We anticipate that the appropriations committee will appropriate the FDA Innovation Account dollars each year, up to the maximum allowed. Although the appropriations committees get the final say (and might choose not to use money from the Account), it is likely they will because the Cures monies do not count against the budget ceilings imposed on the committees and their subcommittees. The authorizing committees set it up this way in lieu of creating mandatory spending, which was opposed by the appropriations committees. Having found the monies by sales from the strategic petroleum reserve and a number of changes in law that generate budget savings, the authorizers wanted to increase the probability that the funds would reach FDA. And most likely they will. For example, the $20 million allotted for FY 17 has been included in the Continuing Resolution.

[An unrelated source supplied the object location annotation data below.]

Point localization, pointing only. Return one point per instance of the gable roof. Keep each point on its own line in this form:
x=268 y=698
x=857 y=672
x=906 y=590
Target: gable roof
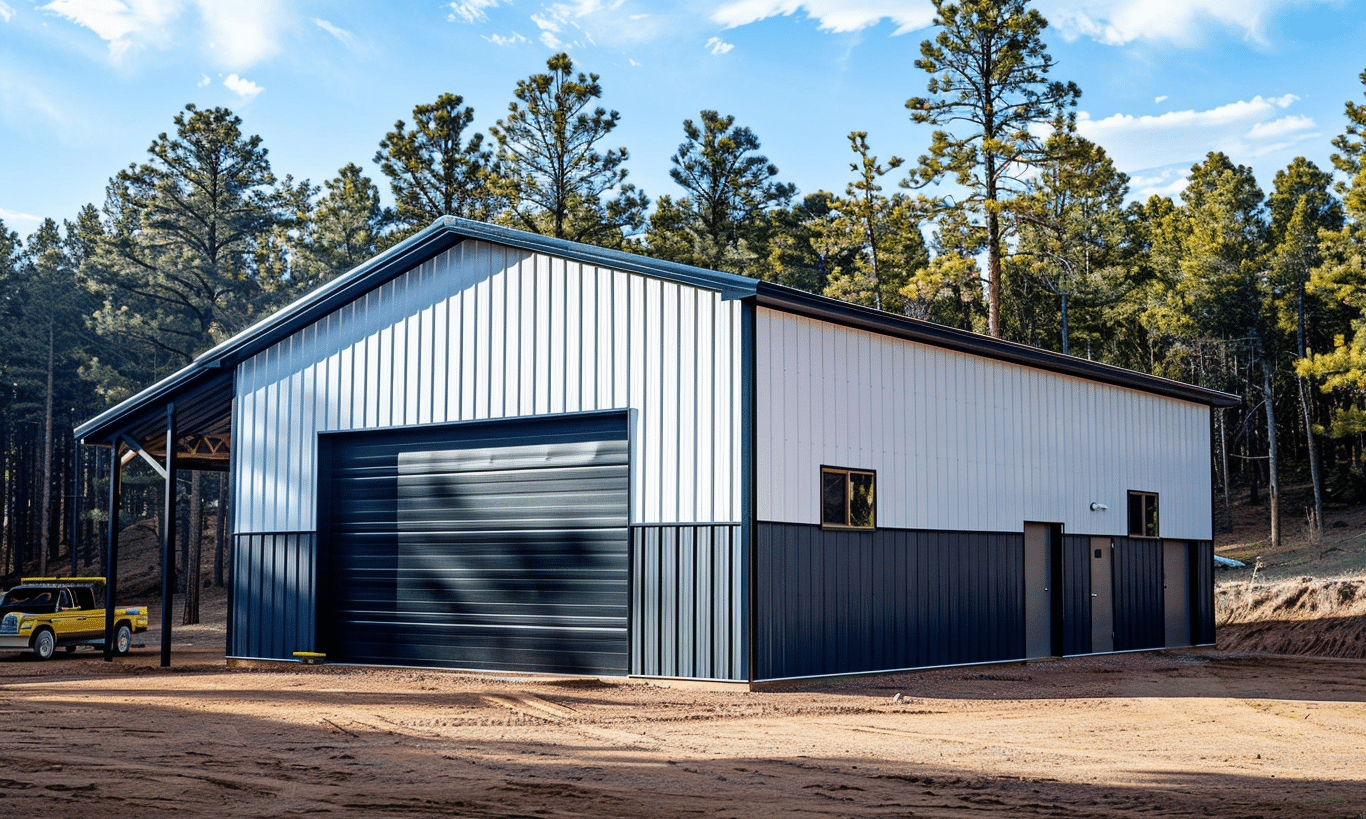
x=206 y=381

The greater risk for FY 18 and thereafter (when the dollars ramp up) is that the appropriations committees might appropriate the Cures funding and then decrease FDA’s base budget authority (BA) funding by an equal number of dollars. Were this done, FDA would acquire a large number of new responsibilities but the agency would not receive net additional funds. Seen another way, FDA might find itself with a significant budget cut imposed upon the agency’s non-Cures activities. Further, the new funding available for Cures is unlikely to cover all the new activities the law will require.

Thus, the passage of Cures legislation will further increase the current gap between FDA funding and FDA responsibilities. The agency will need the Cures funding and more to carry out its mission in both food safety and medical products.

The Alliance and the entire FDA stakeholder community must address the funding challenges that FDA faces in the FY 18 appropriation cycle and thereafter. That cycle begins in January.